Paderborn University is the project consortium manager and involved in all work packages. The focus under the lead of Prof. Dr. Christian Plessl (High-Performance IT Systems) are the optimization and code generation for FPGAs as target platform, as well as the integration of communication end points on FPGAs. The main activity under the lead of Prof. Dr. Jens Förstner (Theoretical Electrical Engineering) are the requirement analysis and co-design from the nanophotonics perspective and the evaluation in this domain. Embedding the project into PC2 provides furthermore HPC-infrastructure, and additionally broad expertise and dissemination potential in scientific computing.

Funding: German Ministry for Education and Research, 01|H16005A
Program: 5th HPC Software Call
Runtime: 04/2017–03/2019
Website: TBA

PerficienCC - Performance and Efficiency in HPC with Custom Computing

To improve the energy efficiency of HPC systems they are increasingly augmented with hardware accelerators. The use of accelerators does however fall behind their fundamental performance and efficiency potential. In the PerficienCC project we work at closing this gap in cooperation with computational scientists that are customers of the HPC services at the Paderborn Center for Parallel Computing. We focus on application-specific hardware accelerators based on FPGAs. Through a tight cooperation of FPGA experts in our research group and developers of scientific codes at Paderborn University we will study the potential to accelerate important applications with FPGAs and we will port open-source scientific software to FPGAs. Additionally, we will provide generalized code with FPGA support as libraries to the community and will generate training material to educate computational scientists in this area. Our project aims at making FPGA technology more accessible and providing an empirical evaluation of the benefit of FPGAs for HPC and data center applications.
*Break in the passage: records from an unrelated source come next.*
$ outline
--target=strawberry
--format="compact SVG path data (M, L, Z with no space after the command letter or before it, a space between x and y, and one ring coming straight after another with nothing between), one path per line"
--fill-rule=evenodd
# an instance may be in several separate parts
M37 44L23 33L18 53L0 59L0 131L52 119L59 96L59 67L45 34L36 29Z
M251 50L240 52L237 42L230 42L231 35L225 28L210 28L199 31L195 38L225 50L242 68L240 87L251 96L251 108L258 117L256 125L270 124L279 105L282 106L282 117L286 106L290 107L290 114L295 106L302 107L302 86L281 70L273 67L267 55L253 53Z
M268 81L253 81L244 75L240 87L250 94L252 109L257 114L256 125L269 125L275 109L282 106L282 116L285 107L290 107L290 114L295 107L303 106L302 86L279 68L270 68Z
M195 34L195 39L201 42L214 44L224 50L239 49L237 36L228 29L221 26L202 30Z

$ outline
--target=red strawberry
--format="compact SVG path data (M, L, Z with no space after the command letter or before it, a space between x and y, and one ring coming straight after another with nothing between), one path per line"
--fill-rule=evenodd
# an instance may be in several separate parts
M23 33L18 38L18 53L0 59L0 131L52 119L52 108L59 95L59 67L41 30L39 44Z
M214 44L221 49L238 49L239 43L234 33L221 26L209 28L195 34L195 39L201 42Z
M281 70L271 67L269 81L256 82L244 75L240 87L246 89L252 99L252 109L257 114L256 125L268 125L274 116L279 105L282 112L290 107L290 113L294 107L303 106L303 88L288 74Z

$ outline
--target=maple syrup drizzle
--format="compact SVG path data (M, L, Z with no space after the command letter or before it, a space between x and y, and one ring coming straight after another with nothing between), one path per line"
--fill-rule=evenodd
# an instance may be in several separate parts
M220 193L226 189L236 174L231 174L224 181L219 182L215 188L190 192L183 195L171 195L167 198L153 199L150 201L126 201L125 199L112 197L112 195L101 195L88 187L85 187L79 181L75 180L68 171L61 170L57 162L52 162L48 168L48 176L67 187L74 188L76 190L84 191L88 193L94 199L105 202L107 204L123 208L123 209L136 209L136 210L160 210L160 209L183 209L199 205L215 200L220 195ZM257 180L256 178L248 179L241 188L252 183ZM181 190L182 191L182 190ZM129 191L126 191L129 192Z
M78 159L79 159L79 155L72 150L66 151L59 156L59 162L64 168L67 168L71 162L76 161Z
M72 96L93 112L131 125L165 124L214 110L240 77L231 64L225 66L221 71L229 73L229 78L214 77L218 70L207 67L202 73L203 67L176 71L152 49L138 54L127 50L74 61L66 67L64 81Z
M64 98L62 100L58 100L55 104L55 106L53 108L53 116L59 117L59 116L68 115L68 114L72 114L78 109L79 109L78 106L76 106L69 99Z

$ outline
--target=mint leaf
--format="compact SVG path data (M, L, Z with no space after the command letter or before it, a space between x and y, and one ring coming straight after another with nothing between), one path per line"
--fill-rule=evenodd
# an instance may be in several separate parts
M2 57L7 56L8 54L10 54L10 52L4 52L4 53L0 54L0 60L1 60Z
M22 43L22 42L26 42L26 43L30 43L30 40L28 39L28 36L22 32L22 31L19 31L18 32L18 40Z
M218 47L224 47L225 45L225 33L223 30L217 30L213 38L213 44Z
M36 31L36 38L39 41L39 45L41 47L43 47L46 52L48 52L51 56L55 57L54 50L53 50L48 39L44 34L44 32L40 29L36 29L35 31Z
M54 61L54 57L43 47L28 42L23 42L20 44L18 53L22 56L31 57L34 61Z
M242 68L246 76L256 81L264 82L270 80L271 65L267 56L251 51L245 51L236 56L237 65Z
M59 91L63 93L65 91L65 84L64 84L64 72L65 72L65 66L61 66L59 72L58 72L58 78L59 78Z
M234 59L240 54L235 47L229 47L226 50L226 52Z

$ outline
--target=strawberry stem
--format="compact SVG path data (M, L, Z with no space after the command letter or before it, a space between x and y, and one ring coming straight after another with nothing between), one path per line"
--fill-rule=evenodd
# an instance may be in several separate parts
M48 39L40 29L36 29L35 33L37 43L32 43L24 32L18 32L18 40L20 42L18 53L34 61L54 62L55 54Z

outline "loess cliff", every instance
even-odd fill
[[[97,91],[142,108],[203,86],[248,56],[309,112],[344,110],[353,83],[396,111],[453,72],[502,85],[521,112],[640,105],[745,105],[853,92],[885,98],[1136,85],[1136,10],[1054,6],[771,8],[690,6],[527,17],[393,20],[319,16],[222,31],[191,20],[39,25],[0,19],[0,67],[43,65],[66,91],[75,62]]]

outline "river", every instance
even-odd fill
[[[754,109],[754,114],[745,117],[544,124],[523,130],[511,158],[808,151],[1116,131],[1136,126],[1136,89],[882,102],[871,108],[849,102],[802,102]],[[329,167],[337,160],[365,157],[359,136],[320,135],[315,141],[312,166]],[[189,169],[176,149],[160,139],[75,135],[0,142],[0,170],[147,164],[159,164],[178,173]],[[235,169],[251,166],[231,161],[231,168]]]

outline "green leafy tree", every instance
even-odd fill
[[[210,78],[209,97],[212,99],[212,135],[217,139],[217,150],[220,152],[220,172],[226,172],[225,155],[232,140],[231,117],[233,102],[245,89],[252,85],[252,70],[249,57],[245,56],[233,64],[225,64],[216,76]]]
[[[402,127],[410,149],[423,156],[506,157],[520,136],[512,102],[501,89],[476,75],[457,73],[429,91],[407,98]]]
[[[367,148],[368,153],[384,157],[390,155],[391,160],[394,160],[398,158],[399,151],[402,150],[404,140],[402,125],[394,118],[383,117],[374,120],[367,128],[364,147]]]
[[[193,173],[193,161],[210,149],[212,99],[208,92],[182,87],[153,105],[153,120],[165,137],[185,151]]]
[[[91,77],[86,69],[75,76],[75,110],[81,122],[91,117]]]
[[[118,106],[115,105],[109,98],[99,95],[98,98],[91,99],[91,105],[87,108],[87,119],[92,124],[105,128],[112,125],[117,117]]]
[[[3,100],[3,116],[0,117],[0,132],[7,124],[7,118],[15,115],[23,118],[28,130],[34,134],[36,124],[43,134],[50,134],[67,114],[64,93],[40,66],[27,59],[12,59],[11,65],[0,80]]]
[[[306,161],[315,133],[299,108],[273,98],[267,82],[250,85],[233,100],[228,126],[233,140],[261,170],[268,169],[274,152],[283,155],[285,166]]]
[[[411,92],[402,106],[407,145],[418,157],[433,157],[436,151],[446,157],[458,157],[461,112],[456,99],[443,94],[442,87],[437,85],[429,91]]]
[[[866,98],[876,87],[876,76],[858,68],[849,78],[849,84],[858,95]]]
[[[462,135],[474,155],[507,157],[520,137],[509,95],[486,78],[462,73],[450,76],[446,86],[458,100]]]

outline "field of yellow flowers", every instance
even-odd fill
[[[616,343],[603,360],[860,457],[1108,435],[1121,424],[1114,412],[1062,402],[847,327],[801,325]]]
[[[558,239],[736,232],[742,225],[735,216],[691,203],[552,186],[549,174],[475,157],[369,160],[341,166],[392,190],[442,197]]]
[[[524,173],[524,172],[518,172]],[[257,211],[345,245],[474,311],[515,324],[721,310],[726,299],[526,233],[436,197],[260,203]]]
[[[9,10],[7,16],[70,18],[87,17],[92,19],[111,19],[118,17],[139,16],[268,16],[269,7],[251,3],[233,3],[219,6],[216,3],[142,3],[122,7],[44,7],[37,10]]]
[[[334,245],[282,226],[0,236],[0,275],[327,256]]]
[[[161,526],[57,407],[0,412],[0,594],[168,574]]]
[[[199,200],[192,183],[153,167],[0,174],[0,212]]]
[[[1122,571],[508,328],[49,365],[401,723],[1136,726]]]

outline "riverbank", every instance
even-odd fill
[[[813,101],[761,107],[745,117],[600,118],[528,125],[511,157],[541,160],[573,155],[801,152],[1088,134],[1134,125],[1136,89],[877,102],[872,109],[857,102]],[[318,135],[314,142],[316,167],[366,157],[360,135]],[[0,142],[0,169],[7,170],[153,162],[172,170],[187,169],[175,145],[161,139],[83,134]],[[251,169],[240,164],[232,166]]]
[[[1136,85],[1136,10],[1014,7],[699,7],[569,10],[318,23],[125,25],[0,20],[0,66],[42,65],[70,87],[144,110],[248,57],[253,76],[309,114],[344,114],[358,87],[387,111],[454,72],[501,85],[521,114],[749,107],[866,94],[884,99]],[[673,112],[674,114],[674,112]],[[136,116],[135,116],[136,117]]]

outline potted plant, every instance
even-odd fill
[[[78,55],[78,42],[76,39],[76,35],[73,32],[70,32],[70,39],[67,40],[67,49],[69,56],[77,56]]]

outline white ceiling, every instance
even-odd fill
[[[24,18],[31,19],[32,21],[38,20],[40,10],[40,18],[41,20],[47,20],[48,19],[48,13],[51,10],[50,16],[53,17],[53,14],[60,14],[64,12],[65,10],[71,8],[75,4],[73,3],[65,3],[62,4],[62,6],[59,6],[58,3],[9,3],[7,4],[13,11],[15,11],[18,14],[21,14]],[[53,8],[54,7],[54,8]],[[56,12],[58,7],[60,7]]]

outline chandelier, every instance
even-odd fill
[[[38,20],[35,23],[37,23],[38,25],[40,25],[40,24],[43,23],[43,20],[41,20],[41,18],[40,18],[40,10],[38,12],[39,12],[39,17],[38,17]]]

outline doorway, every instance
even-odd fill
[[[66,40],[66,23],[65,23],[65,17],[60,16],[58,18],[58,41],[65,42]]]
Funding: Germany Science Foundation
Program: Performance Engineering für wissenschaftliche Software
Runtime: 6/2017 (planned) - 5/2020

On-the-Fly Hardware Acceleration – subproject of the Collaborative Research Center 901 'On-the-Fly Computing'

The objective of CRC 901 – On-The-Fly Computing (OTF Computing) – is to develop techniques and processes for automatic on-the-fly configuration and provision of individual IT services out of base services that are available on world-wide markets. In addition to the configuration by special OTF service providers and the provision by what are called OTF Compute Centers, this involves developing methods for quality assurance and the protection of participating clients and providers, methods for the target-oriented further development of markets, and methods to support the interaction of the participants in dynamically changing markets.

Our contribution to the CRC 901 is to study whether on-the-fly compute centers that execute configured and composed IT services can optimize the execution by leveraging accelerators based on reconfigurable hardware. We assume that composed services will only be available as binaries, hence the process of offloading computations to hardware accelerators must operate on binary applications and needs to be completely transparent to the user. Our objective is to analyze, whether such a transparent optimization is feasible and if so, to determine the potential as well as the limitations of this approach.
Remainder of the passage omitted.